Twenty-three States specify a timeframe for completing the first level of review. The timeframes required range from 10 business days to 180 days. More than one-half the States do not track this information or were unable to provide it. Five States indicated that they currently have cases pending that exceed the required timeframe.
Timing of Designation
Eighteen of 52 States (34.6%) have law or policy allowing for the designation of a person on the data repository while the first-level review of the maltreatment finding is still being conducted. In 20 of 52 States (38.5%) there is no State law or policy regarding the timing of an individual's designation on the data repository. (See table 6.)
Maintaining Information on Perpetrators
The initial records of child welfare agencies focused largely on children who were removed and placed with private agencies. These records, existing as large ledgers, can still be found in some court systems. The last 40 years have seen a tremendous growth in automated information systems serving child welfare agencies, first primarily as financial systems, and then secondly as client-tracking systems for CPS, foster care, and adoption, often as separate systems. More recent developments over the last 20 years have focused on case-management systems that address the services provided to children and families. These systems identify all persons whether they are children, caregivers, collateral contacts, family members, or perpetrators, and establish relationships between individuals. While persons who are perpetrators might be identified in such systems, with few exceptions, the State data repositories are not primarily focused on perpetrators. The exceptions are sometimes maintained by other agencies, such as the Attorney General's Office.
The vast majority of data repositories, namely data systems with information on perpetrators, are statewide child welfare information systems (97.2%). In a majority of States, the umbrella social services agency has both technical responsibility and business control of the data repository. In 10 States (27.8%), the stand-alone child welfare agency has technical responsibility and in 12 States (33.3%) a stand-alone child welfare agency has business control. In a few instances, the State department of information technology has technical responsibility. In other words, depending on the State structure for providing child welfare services, in most States, the child welfare agency has lead responsibility for both the technical and business processes related to the data repository but, in some instances, another agency may have technical responsibility.

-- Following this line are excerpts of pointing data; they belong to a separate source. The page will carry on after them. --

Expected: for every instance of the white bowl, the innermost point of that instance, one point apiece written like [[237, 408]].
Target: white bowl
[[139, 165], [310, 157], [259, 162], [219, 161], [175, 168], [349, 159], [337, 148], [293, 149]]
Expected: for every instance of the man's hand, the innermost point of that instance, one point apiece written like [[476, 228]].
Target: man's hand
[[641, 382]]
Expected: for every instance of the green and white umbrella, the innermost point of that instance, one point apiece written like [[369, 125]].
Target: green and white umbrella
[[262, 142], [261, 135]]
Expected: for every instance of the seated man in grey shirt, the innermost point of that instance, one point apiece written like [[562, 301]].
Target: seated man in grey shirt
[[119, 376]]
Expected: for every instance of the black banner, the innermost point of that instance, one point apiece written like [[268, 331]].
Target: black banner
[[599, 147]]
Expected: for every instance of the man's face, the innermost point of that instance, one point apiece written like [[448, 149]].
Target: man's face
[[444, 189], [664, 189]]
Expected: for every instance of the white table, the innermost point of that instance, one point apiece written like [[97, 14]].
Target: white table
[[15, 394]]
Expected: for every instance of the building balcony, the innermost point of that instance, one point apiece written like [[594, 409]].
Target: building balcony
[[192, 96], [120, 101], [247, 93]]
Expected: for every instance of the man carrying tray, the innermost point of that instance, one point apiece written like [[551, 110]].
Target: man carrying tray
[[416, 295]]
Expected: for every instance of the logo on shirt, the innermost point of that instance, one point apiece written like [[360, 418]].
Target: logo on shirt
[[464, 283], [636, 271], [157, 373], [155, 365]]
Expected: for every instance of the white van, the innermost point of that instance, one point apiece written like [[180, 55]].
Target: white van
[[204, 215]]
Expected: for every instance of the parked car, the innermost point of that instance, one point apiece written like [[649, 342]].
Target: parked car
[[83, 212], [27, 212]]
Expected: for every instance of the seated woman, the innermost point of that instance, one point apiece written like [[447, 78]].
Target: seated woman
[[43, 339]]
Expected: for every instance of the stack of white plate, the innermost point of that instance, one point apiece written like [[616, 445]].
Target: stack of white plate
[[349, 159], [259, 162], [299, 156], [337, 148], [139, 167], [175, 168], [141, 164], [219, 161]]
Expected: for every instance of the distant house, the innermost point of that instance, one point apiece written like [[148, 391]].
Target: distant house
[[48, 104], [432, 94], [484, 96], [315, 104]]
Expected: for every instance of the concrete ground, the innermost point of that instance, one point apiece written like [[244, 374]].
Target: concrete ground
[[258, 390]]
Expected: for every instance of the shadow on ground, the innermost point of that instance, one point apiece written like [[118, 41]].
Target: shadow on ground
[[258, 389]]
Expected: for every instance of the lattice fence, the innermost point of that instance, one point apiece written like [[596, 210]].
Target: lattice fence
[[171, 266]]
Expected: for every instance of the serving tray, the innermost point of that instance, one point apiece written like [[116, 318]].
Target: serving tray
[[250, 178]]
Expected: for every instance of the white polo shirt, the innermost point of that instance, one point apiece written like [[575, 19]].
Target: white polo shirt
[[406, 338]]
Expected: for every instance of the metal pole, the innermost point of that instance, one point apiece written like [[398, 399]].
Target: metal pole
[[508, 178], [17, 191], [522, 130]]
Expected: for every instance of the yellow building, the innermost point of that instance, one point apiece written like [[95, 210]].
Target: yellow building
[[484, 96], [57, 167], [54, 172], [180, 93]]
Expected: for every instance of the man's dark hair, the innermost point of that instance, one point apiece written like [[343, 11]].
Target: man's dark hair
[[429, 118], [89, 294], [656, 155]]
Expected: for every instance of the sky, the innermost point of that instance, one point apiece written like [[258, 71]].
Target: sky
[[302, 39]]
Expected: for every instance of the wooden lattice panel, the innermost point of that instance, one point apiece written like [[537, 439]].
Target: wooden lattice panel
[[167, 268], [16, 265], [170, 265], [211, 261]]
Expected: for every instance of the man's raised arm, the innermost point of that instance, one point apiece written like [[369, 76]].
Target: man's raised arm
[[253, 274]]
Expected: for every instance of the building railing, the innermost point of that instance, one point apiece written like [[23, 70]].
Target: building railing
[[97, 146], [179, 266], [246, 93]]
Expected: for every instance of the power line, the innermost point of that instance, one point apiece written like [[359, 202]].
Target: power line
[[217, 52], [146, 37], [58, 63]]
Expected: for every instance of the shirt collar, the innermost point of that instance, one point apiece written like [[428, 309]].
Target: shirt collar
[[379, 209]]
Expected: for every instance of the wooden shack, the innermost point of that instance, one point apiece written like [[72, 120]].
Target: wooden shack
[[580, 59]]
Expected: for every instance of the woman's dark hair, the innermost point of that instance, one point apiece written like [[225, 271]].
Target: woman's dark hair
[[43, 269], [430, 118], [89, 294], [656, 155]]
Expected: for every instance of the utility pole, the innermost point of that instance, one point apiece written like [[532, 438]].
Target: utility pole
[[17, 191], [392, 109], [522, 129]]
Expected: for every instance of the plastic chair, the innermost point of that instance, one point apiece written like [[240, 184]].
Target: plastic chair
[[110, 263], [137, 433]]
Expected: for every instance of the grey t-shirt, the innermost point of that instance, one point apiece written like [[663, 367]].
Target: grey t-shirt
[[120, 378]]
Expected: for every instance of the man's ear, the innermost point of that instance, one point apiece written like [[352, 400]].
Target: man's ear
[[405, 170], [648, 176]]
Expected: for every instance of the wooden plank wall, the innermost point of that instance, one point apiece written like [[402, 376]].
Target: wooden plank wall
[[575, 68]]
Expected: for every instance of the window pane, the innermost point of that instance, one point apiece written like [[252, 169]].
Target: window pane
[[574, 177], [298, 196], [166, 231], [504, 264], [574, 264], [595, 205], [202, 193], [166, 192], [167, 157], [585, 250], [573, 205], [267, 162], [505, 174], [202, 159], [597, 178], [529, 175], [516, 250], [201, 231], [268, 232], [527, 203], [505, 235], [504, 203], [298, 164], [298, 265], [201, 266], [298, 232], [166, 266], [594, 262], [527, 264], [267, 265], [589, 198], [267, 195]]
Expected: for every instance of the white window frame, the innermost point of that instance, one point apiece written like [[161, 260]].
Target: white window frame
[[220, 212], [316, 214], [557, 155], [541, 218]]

The trend toward enterprise systems in many States may influence this finding in the future, with increased centralization across departments of major information systems. (See tables 7 and 8.)
In a quarter of the States (25.0%), the data repository includes data collected by Native American or Alaska Native tribes within the State. Five States (13.9%) include information from some tribes. Twelve States (33.3%) do not have tribal governments or jurisdictions in their States. The issue related to collecting and maintaining data on perpetrators who may exist only in tribal information systems may be an issue that should be discussed during the design phase of a national registry. (See table 9.)